Evidence-based medicine suggests that the use of statins to treat hypercholesterolemia can improve the prognosis of those with cardiovascular (CV) disease3,4. In hypertensive patients with normal serum cholesterol levels, statins can also effectively reduce the incidence of future CV events5. On the other hand, the prognosis for patients with stable CAD who receive intensive medical therapy, including statins, does not differ from that of patients who receive coronary intervention6. Nevertheless, for the short-term outcome of acute coronary syndrome, lipid-lowering therapy with statins could reduce recurrent ischemic events in the first 16 weeks7; for patients with acute coronary syndrome undergoing coronary intervention, the use of intensive statin therapy before and after cardiac catheterization can reduce the incidence of adverse CV events within 30 days8,9. Some studies have reported that, in patients with stable CAD, compared to low-dose or moderate-intensity statin therapy, high-dose or high intensity statin use can further improve CV outcomes10,11,12.
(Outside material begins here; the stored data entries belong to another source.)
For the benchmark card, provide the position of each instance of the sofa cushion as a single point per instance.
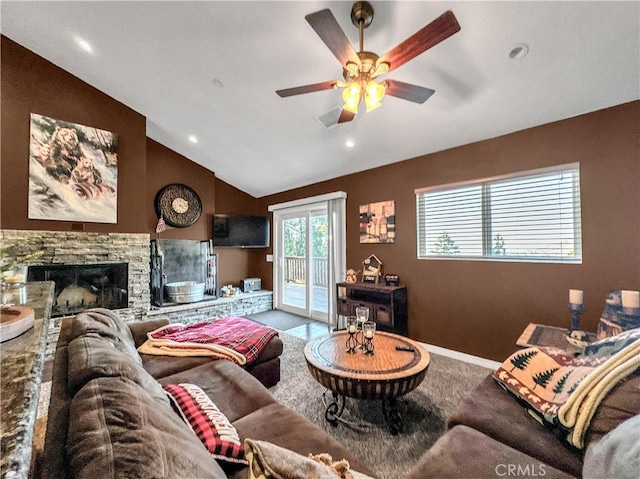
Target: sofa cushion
(92, 357)
(235, 391)
(106, 324)
(117, 430)
(494, 412)
(268, 461)
(286, 428)
(163, 366)
(622, 403)
(207, 422)
(464, 453)
(617, 454)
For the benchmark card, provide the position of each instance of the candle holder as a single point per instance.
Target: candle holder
(369, 331)
(352, 329)
(362, 315)
(576, 309)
However, in patients with CAD undergoing coronary intervention, the use of statins before cardiac catheterization can reduce the risk of myocardial injury during coronary intervention13. Nevertheless, in terms of long-term clinical outcomes in patients with stable CAD undergoing PCI, it remains unclear whether patients with average low-density lipoprotein-cholesterol (LDL-C) levels without statin treatment differ from those with elevated LDL-C levels receiving statin treatment. Therefore, the purpose of the current study is to compare long-term outcomes by statin use in patients undergoing PCI. In addition, predictors of clinical outcomes in stable CAD patients undergoing PCI were also analyzed.
Methods
Study population
This retrospective cohort study was conducted from 2012 through 2020. We recruited patients with stable CAD aged between 20 and 85 years from the Inpatient Department of Taichung Tzu Chi Hospital, Taiwan. According to the guideline provided by the Taiwan National Health Insurance Administration, Ministry of Health and Welfare, statins were prescribed in CAD patients with an LDL-C level above 100 mg/dL. Patient who received index PCI with a serum LDL-C above 100 mg/dl and were statin-naïve were considered as receiving statin therapy; those receiving statin therapy prior to index PCI were excluded. All patients were divided into two groups: non-statin users and statin users. Patients with scheduled PCI, New York Heart Association (NYHA) class IV heart failure, and the presence of malignancy were excluded from this study. The majority of patients received regular follow up via the outpatient department. The very few patients lost to follow up were called by telephone to attempt contact. The study was approved by the Institutional Review Board of Taichung Tzu Chi Hospital (REC111-62), and informed consent were obtained from all participants. This cohort study was performed in accordance with the relevant guidelines and regulations, and also fulfilled the guidance of the Strengthening the Reporting of Observational Studies in Epidemiology (STROBE) statement14.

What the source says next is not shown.